Introduction to my 4 (almost 5) year-old

Discussion in 'General Parenting' started by mac7318, Dec 13, 2012.

  1. mac7318

    mac7318 New Member

    Hello everyone! I’m so glad I happened upon this forum. As I read a lot of your stories, I thought, wow, I could have written that exact same thing. What a blessing to find some people that really get what is going on, without judgement. It’s exhausting to feel judged every day, on top of dealing with a challenging kid. Today was a rough one, as he finally had a pretty bad outburst at school, resulting in my crying once again and feeling a bit despondent.

    Speaking of the challenging kiddo, mine is 4, turning 5 end of January. He is currently in Occupational Therapist (OT), with sensory and emotional regulation issues. We are new to it, having been in it for only 2 months. We are planning to meet with her just after the holidays for a long feedback session. I don’t have an official diagnosis from her yet. She has been in contact with his preschool teachers. The teachers and school have been really great and open. They’ve talked directly with his Occupational Therapist (OT) therapist to get ideas and feedback, and are very communicative with me, giving me a daily update.

    Here are my basic observations:

    He is emotionally inconsistent, oppositional and defiant. When he gets angry, he currently calls anyone and anything “stupid,” and kicks and hits when he’s gone over the top. He’s been doing that for well over a year. He seems to go through phases of what he does. For a while, it was just a lot of hitting and headbutting. Then major spitting. If he’s put in his room, he will pound on the door hard a few times. (He has kicked a hole in the door before.) Now it’s mostly saying “stupid” with intermittent spitting and kicking. He does the worst when out of his routine or if he’s tired or hungry (like most kids), but of course his reactions are out of the norm. He also flees when upset, or when he’s caught out doing something unacceptable or is embarrassed. Today in class was his worst ever, as at various points, he knocked over some chairs, kicked a boy, instigated an issue with another child (chasing him around even though he didn’t want to be chased. Ironic, as he gets upset when others chase him and he doesn’t want them to), ran out of the classroom, and called his teacher “stupid.” UGH.
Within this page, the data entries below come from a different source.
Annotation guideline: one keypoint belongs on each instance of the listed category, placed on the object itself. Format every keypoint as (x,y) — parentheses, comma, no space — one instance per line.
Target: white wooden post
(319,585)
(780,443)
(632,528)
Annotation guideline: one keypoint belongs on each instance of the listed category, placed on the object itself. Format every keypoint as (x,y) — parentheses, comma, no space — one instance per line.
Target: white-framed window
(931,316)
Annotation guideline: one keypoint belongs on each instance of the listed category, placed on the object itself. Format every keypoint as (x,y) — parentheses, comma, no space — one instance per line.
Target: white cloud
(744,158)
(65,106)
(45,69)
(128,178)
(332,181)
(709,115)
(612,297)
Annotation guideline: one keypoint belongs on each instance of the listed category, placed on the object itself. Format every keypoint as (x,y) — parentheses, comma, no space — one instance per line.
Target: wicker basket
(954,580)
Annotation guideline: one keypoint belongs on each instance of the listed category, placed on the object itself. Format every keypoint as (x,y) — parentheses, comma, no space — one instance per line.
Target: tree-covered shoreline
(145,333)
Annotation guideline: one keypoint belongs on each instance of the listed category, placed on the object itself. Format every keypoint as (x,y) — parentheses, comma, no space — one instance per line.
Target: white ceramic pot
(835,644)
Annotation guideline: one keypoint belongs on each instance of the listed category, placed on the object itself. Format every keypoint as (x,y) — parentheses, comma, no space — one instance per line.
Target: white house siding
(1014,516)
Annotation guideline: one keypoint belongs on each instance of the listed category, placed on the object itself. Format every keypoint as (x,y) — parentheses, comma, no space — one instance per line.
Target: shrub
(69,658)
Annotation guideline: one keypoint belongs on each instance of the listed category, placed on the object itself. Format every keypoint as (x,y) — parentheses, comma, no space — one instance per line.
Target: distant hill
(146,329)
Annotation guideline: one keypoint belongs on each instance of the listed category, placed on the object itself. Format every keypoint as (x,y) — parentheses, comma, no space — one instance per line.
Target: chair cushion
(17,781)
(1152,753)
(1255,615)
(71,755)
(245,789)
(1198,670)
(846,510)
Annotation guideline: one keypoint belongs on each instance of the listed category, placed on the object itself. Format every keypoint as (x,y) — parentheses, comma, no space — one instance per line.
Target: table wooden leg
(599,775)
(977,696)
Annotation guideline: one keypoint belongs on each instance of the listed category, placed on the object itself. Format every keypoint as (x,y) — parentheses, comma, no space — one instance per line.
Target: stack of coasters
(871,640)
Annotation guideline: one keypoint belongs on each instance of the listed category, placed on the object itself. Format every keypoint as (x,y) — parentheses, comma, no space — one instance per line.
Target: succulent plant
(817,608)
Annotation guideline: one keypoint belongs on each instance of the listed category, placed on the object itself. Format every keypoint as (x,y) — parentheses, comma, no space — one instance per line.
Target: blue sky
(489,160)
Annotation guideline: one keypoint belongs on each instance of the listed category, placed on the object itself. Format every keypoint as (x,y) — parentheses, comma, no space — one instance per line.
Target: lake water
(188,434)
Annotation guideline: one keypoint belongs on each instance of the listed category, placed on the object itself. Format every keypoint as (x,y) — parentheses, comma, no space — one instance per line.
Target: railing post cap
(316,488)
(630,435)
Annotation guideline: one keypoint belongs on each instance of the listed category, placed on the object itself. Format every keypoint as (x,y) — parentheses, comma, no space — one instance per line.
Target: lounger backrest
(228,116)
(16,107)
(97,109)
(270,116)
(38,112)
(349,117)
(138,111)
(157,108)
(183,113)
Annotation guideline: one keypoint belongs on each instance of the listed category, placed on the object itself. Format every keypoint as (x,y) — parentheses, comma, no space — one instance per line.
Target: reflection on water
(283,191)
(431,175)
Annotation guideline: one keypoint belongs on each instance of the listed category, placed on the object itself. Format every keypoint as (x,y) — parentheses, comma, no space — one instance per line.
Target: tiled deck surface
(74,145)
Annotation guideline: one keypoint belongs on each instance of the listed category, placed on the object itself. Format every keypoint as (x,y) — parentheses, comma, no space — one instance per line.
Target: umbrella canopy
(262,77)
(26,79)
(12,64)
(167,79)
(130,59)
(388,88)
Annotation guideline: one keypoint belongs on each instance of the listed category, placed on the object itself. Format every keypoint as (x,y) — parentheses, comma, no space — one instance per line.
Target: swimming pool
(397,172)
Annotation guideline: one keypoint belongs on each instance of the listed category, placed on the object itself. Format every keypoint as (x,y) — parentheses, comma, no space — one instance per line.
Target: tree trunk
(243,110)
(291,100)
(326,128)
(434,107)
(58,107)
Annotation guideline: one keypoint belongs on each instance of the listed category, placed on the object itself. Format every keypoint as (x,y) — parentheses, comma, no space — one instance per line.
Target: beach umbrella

    He is having perfectionist tendencies (gets extremely frustrated/angry if he can’t get something right away, or colors out of the lines,). He does not like it when he doesn’t get his way. He becomes very easily emotionally overwhelmed when faced with disappointment, anxiety, transitions or a difficult peer situation or misunderstanding. If a child says “no, you can’t play that with me,” he has a very dramatic reaction, crying and running off. He has a major flight issue, and tends to run away when upset. In the house, it’s fine. Today at school, he ran out of the class and the teacher had to physically bring him back in, which isn’t ok obviously. He is uber fast, which doesn’t help things.
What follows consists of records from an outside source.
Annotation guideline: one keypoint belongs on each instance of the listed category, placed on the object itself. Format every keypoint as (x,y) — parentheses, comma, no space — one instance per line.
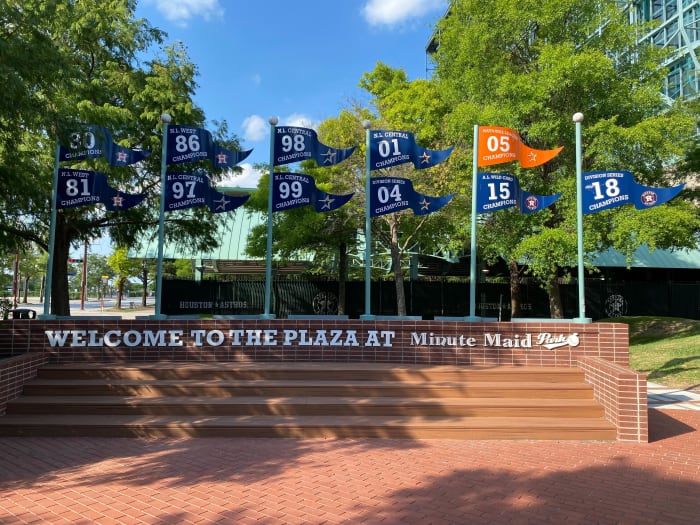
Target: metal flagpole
(368,225)
(268,257)
(165,119)
(578,118)
(52,237)
(472,253)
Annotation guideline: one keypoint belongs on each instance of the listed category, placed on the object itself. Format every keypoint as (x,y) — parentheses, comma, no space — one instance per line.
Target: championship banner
(293,190)
(497,191)
(608,189)
(391,148)
(190,144)
(96,142)
(82,188)
(185,190)
(498,145)
(294,144)
(392,194)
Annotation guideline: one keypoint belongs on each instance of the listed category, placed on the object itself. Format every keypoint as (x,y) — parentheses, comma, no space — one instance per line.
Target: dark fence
(426,298)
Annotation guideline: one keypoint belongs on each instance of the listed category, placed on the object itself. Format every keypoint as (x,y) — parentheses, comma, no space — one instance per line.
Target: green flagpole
(368,225)
(472,253)
(52,236)
(268,257)
(578,118)
(165,119)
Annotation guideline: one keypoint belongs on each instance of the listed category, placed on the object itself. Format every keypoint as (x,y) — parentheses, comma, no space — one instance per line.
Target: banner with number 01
(293,190)
(498,145)
(608,189)
(391,148)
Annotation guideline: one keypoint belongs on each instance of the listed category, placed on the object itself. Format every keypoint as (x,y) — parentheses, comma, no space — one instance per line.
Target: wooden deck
(307,400)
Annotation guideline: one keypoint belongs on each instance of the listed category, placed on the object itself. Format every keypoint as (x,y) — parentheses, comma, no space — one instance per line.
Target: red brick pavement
(274,481)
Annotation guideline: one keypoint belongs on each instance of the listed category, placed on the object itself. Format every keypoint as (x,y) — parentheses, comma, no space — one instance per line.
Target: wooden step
(394,427)
(291,406)
(306,400)
(325,388)
(308,371)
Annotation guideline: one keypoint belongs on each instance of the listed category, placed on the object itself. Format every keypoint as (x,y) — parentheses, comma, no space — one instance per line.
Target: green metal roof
(233,235)
(643,258)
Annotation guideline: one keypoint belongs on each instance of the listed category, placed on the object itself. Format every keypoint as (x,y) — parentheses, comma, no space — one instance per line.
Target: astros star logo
(330,156)
(327,201)
(222,203)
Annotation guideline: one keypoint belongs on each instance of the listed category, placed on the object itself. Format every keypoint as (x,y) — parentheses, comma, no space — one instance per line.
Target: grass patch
(666,349)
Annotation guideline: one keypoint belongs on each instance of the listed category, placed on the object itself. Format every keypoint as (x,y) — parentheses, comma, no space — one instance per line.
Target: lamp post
(267,314)
(578,119)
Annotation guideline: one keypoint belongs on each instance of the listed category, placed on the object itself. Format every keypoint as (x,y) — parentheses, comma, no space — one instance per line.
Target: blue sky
(300,61)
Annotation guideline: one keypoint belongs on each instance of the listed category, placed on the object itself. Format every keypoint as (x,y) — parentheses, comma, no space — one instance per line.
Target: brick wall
(623,393)
(15,372)
(601,349)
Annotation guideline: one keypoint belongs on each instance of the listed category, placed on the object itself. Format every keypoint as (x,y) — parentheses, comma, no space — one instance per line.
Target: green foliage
(532,73)
(665,349)
(89,61)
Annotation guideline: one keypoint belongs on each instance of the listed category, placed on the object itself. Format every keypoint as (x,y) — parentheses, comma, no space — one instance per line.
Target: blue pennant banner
(392,194)
(292,190)
(391,148)
(83,188)
(497,191)
(608,189)
(294,144)
(189,144)
(185,190)
(96,142)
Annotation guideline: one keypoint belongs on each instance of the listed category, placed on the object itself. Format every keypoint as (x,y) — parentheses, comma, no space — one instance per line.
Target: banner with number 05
(498,145)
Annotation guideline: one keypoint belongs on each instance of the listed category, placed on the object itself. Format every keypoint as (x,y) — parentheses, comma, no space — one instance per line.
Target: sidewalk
(288,481)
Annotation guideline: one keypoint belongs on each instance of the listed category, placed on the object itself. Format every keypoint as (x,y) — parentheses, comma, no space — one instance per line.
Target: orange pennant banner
(498,145)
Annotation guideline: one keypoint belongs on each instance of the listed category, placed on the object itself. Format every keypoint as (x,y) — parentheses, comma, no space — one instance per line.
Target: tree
(101,70)
(327,237)
(416,107)
(532,73)
(124,268)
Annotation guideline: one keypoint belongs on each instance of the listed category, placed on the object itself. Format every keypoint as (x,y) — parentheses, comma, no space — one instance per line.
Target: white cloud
(255,128)
(393,12)
(249,178)
(298,119)
(181,11)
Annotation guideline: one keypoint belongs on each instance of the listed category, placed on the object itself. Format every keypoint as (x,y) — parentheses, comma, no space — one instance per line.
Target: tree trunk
(396,267)
(60,294)
(515,310)
(554,291)
(342,276)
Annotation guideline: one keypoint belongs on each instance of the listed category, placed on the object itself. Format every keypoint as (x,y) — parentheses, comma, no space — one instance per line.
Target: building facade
(676,27)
    He has recently started up something new, hitting himself (not terribly hard, but still horrifying) and calling himself stupid after he has a major incident/meltdown. Completely heartbreaking.

    He is a smart kid, with just a few fine motor issues that aren’t too bad. He loves to be a big help and we give him jobs like helping with laundry, dishwasher, etc. He is completely loving and affectionate, and so sweet. Kisses and hugs can really calm him down and he will sometimes think to even ask for them when distressed. He loves to be praised and encouraged and he does respond to our token/reward system. Routine and repetition are great for him and he works well with visual scheduling (at school and we also do this at home daily). He loves to laugh and be tickled and that usually can pull him out of a tantrum. His tantrums usually don’t last too long, and he can go from crazy meltdown to completely happy just like *that.* He responds well and listens intently to the many, many books we have bought for him that deal with anger, relaxation, anxiety, being a friend, working through frustration, etc., etc. As far as discipline, we try to be calm, and he has consequences such as losing a favorite toy for a day or week. Of course, the frustration on our end can wear through, and we lose our own tempers once in a while.

    He’s definitely behind socially and has trouble negotiating play with kids. His meltdowns and drama only multiply the issues. He is an only child, and lives in a pretty quiet house, which I imagine only makes it worse for him at preschool or in other overwhelming atmospheres (loud restaurants, malls, parties). He wants so badly to have friends and do play dates, and it breaks my heart, but I can already see that some of the kids are not wanting to play with him because it means crying and drama. I think he realizes this, but he can’t help it. There is inevitably a meltdown of some sort. Everyone suggests more play dates to give him experience, but I live in fear of what might happen, so it just doesn’t happen very much.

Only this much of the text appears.